L’onere di nomare questi fenomeni quindi, di dargli almeno un aggettivo in cui riconoscersi, passa ai paesi destinatari, i quali li inquadrano in fattispecie giuridiche semplicemente discendenti dal visto di cui ogni singolo è proprietario; ecco allora che nascono nuove classi sociali produttive come i “workingholidaymaker” e gli “student”, per citare il caso australiano, il quale è piuttosto indicativo per farsi un’idea di molte delle altre realtà appartenenti all’area Commonwealth.
A questo punto viene genuinamente da chiedersi cosa si potranno mai aspettare queste persone dalle prossime elezioni politiche italiane e soprattutto, cosa proporrà loro chi, una volta siglate le coalizioni e sistemate le beghe amministrative legate alla presentazione delle liste, finalmente si paleserà chiedendogli il voto.
Se degli italiani iscritti all’AIRE, ovvero cittadini “propriamente” all’estero, già si parla poco e male ( unica notizia in materia rimbalzata tra i media nazionali, riguarda la discussione sull’eventuale candidatura di Al Bano e Toto Cutugno, con la relativa profondità politico-sociologica che ne scaturisce), quali soluzioni avranno mai in serbo in candidati delle Circoscrizioni Estero, per una realtà sociale così critica, figlia legittima ma non riconosciuta dell’era della globalità, dove i beni hanno sempre la precedenza sulle persone quando si tratta di mobilità, anche di quelle che, venendo da destra, pensano di risolverla al grido di America, Australia o quello che è, First.

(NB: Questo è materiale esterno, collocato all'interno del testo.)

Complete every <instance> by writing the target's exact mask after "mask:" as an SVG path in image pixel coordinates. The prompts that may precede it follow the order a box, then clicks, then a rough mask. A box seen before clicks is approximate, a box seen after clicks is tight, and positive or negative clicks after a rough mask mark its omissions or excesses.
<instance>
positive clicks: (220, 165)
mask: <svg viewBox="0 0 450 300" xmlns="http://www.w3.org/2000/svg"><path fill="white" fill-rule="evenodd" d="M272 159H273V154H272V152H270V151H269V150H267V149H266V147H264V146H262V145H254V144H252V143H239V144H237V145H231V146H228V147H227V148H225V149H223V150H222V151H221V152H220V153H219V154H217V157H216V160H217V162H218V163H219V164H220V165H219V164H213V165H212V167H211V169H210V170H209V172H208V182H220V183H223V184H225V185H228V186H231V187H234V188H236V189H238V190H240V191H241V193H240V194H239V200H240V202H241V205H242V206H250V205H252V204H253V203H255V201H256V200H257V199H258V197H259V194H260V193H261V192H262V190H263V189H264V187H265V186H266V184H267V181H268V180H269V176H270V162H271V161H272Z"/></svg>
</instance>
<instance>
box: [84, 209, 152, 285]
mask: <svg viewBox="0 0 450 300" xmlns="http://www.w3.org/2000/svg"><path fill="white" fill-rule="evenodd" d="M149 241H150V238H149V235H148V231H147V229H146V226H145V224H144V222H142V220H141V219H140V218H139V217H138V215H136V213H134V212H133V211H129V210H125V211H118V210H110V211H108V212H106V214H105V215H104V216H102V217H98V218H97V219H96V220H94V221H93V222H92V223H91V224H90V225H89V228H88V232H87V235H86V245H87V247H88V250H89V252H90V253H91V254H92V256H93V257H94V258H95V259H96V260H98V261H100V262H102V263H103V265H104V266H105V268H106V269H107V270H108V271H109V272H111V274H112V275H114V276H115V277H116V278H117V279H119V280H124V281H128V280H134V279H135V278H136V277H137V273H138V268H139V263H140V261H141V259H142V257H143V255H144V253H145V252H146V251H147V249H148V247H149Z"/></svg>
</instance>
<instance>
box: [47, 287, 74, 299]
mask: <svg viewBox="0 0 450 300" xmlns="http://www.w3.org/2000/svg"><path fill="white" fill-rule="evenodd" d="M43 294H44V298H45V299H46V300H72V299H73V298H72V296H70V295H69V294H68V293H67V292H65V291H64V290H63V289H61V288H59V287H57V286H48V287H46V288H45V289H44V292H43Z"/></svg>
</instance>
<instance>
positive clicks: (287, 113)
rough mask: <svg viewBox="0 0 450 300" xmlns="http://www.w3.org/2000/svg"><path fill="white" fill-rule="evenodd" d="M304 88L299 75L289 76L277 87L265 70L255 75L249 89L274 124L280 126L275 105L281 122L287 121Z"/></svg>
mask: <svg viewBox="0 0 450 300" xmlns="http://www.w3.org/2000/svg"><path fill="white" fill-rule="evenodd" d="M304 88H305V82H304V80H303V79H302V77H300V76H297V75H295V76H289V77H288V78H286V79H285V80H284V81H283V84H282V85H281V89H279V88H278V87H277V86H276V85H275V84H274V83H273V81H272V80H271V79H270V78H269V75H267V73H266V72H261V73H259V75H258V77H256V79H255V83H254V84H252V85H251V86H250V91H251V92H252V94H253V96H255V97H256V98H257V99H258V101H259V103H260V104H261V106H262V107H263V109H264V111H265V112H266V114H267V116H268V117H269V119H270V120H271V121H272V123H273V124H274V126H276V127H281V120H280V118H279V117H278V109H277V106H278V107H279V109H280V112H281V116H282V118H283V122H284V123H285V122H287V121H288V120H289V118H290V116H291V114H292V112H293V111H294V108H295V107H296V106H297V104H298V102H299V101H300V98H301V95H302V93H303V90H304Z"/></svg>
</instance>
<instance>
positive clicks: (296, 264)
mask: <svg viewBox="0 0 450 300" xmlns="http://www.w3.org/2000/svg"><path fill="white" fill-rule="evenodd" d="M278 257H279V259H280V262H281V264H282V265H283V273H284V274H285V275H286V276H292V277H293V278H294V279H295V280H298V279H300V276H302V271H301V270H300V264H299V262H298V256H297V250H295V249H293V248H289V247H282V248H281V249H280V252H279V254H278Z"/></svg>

Ad oggi non se ne è sentita neanche una, mentre le fila di questi italiani, sospesi tra due sistemi contributivi ma rappresentati da nessuno, continuano a ingrossarsi. Difficile capire in questo frammento sociale, quale formazione potrà contrastare il vero catch-all-party, ovvero il partito dell’astensionismo. Se da una parte cresce la sfiducia nei confronti dei partiti tradizionali, dall’altra le realtà “autoctone” della Circoscrizione Estero fanno scena muta, portando i soliti argomenti a piacere ormai mandati a memoria, come il recupero della cittadinanza, che ingolosiscono le generazioni di migranti consolidati. Il rischio è che la sufficienza, quella figurata, sia garantita.